Mais pourquoi la conception du “cours historique” qui prend position sur le rapport de force entre les classes dans une période historique donnée et qui tire la conclusion que la perspective n'est pas ouverte aujourd'hui à une guerre impérialiste généralisée, mais est toujours ouverte à d'immenses confrontations de classe... est-elle “idéaliste” ? La lettre de la Communist Workers' Organisation (le BIPR en Grande-Bretagne) au CCI, qui refuse la tenue d'une réunion publique commune en Grande-Bretagne sur la guerre, essaie de nous l'expliquer :
“Pour vous, cela peut vous sembler un petit point, mais pour nous cela souligne à quel point vous êtes éloignés de la réalité. Nous sommes absolument atterrés par aussi peu de réponse prolétarienne au tour pris par les événements. 'Socialisme ou barbarie' est un mot d'ordre qui a une signification absolue dans cette crise.
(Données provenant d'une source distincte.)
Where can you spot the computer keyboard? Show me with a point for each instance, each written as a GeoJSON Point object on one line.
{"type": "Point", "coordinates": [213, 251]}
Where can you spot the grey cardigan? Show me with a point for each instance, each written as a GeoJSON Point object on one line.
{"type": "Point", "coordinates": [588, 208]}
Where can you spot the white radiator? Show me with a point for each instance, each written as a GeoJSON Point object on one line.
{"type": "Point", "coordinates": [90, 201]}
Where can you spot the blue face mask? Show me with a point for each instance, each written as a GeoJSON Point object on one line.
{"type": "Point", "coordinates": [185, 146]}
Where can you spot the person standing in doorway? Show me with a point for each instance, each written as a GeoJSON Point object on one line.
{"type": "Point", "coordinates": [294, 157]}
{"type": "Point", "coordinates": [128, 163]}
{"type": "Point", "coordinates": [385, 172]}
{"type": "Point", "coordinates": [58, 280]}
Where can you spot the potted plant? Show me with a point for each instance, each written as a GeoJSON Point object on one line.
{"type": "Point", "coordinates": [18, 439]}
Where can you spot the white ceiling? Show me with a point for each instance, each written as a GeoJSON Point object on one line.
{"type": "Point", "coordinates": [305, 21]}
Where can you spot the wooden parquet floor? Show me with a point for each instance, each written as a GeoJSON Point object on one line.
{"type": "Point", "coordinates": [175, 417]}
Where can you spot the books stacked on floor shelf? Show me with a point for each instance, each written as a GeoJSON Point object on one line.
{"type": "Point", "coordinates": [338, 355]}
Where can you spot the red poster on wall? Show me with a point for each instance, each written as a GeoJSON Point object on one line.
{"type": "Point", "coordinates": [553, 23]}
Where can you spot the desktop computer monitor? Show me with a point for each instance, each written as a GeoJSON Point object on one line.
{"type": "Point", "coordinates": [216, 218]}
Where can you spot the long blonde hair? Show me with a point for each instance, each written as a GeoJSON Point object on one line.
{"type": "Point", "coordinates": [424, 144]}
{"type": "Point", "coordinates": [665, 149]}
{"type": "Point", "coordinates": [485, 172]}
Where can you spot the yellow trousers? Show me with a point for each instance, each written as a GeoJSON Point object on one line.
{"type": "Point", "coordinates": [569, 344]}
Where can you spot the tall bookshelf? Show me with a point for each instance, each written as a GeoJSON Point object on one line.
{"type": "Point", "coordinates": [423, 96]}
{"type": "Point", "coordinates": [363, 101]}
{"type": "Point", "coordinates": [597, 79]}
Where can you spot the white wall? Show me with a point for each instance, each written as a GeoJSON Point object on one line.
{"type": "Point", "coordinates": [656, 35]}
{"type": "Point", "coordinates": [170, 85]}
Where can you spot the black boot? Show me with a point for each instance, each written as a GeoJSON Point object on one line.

Mais comment pouvez-vous maintenir que la classe ouvrière empêche la guerre quand l'évidence de tout ce qui est arrivé en Yougoslavie, montre à quel point les impérialistes (gros et petits) ont les mains libres ? (...) La guerre se déroule maintenant à 800 miles de Londres (à vol d'oiseau). Doit-elle arriver jusqu'à Brighton pour que vous corrigiez vos perspectives ? La guerre est un pas sérieux vers la barbarie générale. Nous ne pouvons lutter ensemble pour une alternative communiste si vous suggérez que la classe ouvrière est une force sur laquelle il faut compter dans la période présente.” (lettre de la CWO, 26/4/99, traduit par nous de l'anglais)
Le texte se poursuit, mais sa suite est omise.